Kirchick has developed a record for this tactic toward the left. In an August 2016 op-ed, he labeled The Nation‘s Katrina vanden Heuvel, The Intercept‘s Glenn Greenwald and other journalists as “Putin’s Pawns” and “Trump-Loving,” in a reductionist article trying to portray journalists on the left as pro-Trump and pro-Russia using childish smears devoid of evidence against anyone who didn’t uncritically and loyally support Hillary Clinton.
Even a journalist from Super Hack David Brock’s Shareblue Media, which recently claimed Greenwald was funded by Putin, apologized for the accusation, but Kirchick has continued to double down on these baseless attacks, joining the ranks of conspiracy theorists like Louise Mensch. “When Russia interferes in the 2020 presidential election on behalf of Democratic nominee Senator Bernie Sanders, how will liberals respond?” he wrote.
Kirchik substantiates his speculation about Sanders by rattling off evidence of overall Russian election interference, despite many of his citations — like Russian election interference in France and Germany — having been debunked or yet to be proven. In September 2017, USA Today reported that Germany’s election was experiencing more interference from the U.S. Right than any other foreign source. The head of France’s cyber security agency told the Associated Press in June 2017 that they found no evidence Russia hacked Macron’s campaign, despite previous claims to the contrary.
The entire accusation about Sanders and Russia is based on the speculation that Putin and the Kremlin has the power to intervene on the Vermont senator’s behalf. The only “evidence” to back this is that supporting him divides Americans, yet this could be said about supporting any politician. It just so happens that in this case, Sanders is a political opponent of many of the grifters promoting the RussiaGate investigation, including Kirchick.

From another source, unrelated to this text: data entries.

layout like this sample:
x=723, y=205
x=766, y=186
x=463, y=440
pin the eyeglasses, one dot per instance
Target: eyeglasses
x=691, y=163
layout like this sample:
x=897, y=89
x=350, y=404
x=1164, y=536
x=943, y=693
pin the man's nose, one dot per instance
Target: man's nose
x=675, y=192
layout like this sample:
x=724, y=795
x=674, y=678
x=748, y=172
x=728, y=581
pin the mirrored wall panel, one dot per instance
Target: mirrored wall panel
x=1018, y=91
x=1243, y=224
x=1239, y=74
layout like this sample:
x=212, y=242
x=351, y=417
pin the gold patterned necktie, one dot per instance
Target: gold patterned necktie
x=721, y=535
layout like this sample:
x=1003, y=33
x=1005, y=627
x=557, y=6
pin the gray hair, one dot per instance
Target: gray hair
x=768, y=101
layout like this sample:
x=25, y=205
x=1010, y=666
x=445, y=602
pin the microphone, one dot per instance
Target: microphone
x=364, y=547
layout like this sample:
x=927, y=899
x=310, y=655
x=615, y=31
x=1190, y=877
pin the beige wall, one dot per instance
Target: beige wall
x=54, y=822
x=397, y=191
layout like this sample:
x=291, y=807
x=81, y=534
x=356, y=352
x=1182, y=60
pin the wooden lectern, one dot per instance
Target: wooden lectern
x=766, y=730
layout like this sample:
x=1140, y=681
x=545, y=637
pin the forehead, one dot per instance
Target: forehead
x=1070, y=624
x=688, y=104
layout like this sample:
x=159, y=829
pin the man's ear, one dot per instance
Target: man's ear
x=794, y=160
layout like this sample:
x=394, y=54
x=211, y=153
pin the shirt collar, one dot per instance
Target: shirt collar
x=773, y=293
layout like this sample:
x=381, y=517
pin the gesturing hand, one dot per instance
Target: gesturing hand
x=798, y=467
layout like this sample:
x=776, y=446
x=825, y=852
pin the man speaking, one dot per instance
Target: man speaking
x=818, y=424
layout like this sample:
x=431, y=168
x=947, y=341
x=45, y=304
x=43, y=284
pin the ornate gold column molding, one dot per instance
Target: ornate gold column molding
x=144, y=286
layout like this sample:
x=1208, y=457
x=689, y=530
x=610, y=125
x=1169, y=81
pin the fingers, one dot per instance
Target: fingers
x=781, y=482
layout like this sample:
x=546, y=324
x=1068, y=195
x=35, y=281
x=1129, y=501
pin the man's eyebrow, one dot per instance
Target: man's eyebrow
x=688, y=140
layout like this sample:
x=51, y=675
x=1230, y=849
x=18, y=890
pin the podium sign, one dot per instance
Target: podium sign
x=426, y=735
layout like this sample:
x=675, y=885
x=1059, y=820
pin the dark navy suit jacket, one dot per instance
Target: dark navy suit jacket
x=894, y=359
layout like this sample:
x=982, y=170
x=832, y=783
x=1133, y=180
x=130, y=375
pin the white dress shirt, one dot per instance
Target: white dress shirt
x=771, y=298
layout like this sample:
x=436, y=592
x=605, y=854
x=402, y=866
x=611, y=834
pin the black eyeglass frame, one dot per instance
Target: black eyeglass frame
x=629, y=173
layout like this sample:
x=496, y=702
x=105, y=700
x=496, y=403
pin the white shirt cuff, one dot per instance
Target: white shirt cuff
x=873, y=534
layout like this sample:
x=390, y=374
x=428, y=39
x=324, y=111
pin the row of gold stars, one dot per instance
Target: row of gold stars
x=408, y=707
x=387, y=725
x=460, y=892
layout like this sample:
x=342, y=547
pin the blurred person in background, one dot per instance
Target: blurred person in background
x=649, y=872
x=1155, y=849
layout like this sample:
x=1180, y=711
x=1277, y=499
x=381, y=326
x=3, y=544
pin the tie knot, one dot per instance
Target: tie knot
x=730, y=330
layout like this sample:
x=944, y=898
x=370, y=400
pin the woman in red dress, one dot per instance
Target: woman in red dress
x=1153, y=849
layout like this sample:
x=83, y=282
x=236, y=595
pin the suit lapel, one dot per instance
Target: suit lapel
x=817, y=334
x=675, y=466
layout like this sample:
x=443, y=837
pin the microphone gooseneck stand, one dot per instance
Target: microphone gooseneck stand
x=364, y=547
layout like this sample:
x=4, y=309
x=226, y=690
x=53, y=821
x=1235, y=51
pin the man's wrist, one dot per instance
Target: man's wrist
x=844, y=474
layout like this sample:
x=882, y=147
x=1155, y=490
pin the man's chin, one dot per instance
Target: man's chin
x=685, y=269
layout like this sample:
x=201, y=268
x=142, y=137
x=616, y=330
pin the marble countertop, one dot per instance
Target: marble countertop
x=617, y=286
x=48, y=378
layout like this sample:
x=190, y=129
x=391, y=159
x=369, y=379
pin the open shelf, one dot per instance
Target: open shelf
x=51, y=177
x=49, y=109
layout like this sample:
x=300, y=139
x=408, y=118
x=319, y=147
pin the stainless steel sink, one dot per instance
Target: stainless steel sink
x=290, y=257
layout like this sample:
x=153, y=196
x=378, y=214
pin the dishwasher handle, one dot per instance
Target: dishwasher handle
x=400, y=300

The only case against Bernie Sanders tied to Russian election interference stems from a Russian-funded Facebook ad of a “Buff Bernie” cartoon from a coloring book. Total expenditures on the ad: less than $2.
Another story seeking to tie Sanders to Russian election interference was published by Huffington Post earlier this year, claiming that Russian bots tried to flood pro-Bernie Facebook groups with fake news. No evidence was cited in that article to prove any of the fake news sources were pushed by Russia. Two of the sources I spoke with used in the article tried to have their quotes removed because they were taken out of context, and one of them attested that pro-Clinton trolls inundated a few Sanders groups to undermine their influence.
The most likely scenario, hardly isolated to Sanders supporters, were that a couple of fake news outlets targeted popular Bernie groups to generate views. Based on an account from one of the people from Facebook that Huffington Post interviewed, some of the fake news sites were tracked to Macedonia, Albania, Panama, the U.S. and Eastern Europe, or were untraceable.
The reporters concluded that it must be Russian trolls without evidence. It makes sense for fake news outlets to host their websites overseas because many of them are created to generate quick and easy ad revenue. In December 2016, NBC News published an article about a partying teenager in Macedonia who makes thousands of dollars from fake news websites.
This obvious profit motive—the most simple explanation—was ignored to create a narrative that would generate its own sensational views, and later wound up as a segment on Rachel Maddow’s joke of a MSNBC show.
Kirchick isn’t the only neocon to recently repeat this claim about Sanders. Former independent presidential candidate Evan McMullin, a retired CIA official and “Never Trump” Republican who has built a social media following from his anti-Trump rhetoric, tweeted on November 14 that Sanders was “supported by the Kremlin.”
In lieu of evidence, McMullin, Kirchik and other neocons are depending on the hysteria surrounding Russia to fuel McCarthyist accusations toward political opponents, rather than have to engage them on policy.